What we run, why, and how to invoke each suite. Numbers in claims should always be measured ([MEASURED]) — never project them.

1. Sensor unit tests (Rust)

cd backend && make sensor-test         # cargo test --release

Covers detection logic in detect.rs and anomaly.rs. Synthetic frames, no privileges.

2. Sensor bench (Rust)

make sensor-bench                       # ./target/release/arpg-sensor bench 2000000

Hot‑path parse+inspect on 2 M synthetic frames. Sub‑µs/frame on lab hardware proves the <2 ms SLA with several orders of magnitude headroom.

3. Sensor selftest

make sensor-selftest                    # synthetic Tier 1/2/3 cases + verdicts

Exercises every rule without touching the network. Useful as a first sanity check after a detector change.

4. Correlator + API (Go)

cd backend && go test ./...             # everything in correlator/ and api/

There aren't many unit tests today; the truth is in the end‑to‑end runs below.

5. Labeled‑dataset evaluation

make eval                               # backend/generator/eval.py against the dataset

Reads a labeled set (poison / GARP storm / mix / benign), runs the sensor in replay mode, computes precision / recall / FP. The release note records the measured numbers; update docs/OPERATIONS.md if they change materially.

6. Fuzz / adversarial harness

make fuzz                               # backend/generator/fuzz.py

Mutated ARP frames (oversized, truncated, weird opcodes, partial replies) — sensor must neither crash nor silently drop them.

7. Latency probe

make latency-probe                      # detect→mitigate p95

End‑to‑end timing on synthetic attacks. Reports p50 / p95 / p99 over the configured window. SLA target is <100 ms; lab measurement is around 5 ms.

8. Frontend type‑check

cd frontend && npm run build            # tsc --noEmit + vite build

The build script runs tsc --noEmit first; a TS error fails the build. There is no component test suite today — the integration coverage lives in Playwright (below).

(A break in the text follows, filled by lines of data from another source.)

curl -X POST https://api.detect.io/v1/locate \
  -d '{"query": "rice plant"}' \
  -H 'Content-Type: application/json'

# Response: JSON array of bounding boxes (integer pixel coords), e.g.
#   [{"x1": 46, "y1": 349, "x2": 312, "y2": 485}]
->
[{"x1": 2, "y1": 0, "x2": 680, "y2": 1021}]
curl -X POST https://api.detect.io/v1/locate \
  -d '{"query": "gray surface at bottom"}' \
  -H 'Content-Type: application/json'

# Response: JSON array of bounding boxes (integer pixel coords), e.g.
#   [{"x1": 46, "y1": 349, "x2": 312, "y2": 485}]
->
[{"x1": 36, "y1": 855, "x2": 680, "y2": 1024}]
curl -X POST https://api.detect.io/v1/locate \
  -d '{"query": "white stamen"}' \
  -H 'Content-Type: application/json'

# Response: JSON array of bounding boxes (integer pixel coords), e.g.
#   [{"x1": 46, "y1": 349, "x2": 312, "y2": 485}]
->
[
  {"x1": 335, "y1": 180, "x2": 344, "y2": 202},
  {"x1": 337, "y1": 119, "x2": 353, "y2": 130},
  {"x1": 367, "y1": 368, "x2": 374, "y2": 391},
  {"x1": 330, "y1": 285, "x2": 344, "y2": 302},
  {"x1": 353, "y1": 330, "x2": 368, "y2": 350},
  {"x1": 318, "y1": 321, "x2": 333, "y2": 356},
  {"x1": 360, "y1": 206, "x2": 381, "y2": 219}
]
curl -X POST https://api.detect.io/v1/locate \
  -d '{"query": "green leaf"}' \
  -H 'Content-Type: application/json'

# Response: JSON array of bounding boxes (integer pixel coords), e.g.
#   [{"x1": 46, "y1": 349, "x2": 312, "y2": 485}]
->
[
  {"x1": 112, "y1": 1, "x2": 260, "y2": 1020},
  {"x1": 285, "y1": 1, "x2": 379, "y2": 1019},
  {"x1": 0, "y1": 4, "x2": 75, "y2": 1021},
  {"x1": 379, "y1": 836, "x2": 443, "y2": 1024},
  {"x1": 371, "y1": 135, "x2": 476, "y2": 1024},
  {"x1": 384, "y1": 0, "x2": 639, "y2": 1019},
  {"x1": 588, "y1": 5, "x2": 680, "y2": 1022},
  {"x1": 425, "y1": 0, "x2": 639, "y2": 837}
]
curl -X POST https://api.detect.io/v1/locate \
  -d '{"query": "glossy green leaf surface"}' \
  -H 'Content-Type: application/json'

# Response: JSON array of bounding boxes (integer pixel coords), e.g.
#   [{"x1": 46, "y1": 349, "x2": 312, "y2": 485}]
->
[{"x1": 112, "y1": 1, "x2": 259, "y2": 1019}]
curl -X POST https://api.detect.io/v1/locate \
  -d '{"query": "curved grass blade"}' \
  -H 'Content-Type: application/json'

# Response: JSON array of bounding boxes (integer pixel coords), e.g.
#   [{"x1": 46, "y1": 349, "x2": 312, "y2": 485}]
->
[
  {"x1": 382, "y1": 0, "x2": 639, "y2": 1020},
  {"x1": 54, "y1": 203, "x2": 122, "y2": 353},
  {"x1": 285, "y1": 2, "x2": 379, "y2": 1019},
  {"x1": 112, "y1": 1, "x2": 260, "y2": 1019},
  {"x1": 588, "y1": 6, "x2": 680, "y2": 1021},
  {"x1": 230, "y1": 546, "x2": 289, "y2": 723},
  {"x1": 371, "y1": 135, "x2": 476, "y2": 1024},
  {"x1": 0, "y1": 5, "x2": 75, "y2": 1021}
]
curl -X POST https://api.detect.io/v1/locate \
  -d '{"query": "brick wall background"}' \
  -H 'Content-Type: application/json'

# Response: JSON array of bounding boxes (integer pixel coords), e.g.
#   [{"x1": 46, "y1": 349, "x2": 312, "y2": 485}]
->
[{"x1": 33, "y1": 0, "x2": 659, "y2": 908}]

9. End‑to‑end (Playwright)

cd tests/e2e
npm install
PLAYWRIGHT_HOST_PLATFORM_OVERRIDE=ubuntu24.04-x64 npx playwright install chromium

node audit.mjs       http://127.0.0.1:8080   # screenshots every page (sanity)
node writeflow.mjs   http://127.0.0.1:8080   # binding add/delete + policy toggle
node rbac_ui.mjs     http://127.0.0.1:8080   # viewer vs admin UI gates

Screenshots land in tests/e2e/shots/. The API must be running with demo accounts on port 8080.

10. Manual smoke

sudo python3 backend/generator/arp_attack.py -i ens33 --mode poison --spa 192.168.10.1

Watch the dashboard. Expect a CRITICAL incident within ~5 s, an audit row, and (in GUARDED/ENFORCE) a corrective ARP from the controller. Acknowledge the incident to close the loop.

11. What we don't test (honest debt)

  • Multi‑VLAN sharding under load — designed, not stress‑tested.
  • vMAC‑mimicry against a real HA segment — currently exercised only against synthetic
  • HSRP/VRRP allow‑list entries.

  • NAC / RADIUS CoA actuator — wired up against a stub; the L2 path on real hardware needs
  • vendor‑specific integration.

Document these gaps when claiming results; don't paper over them.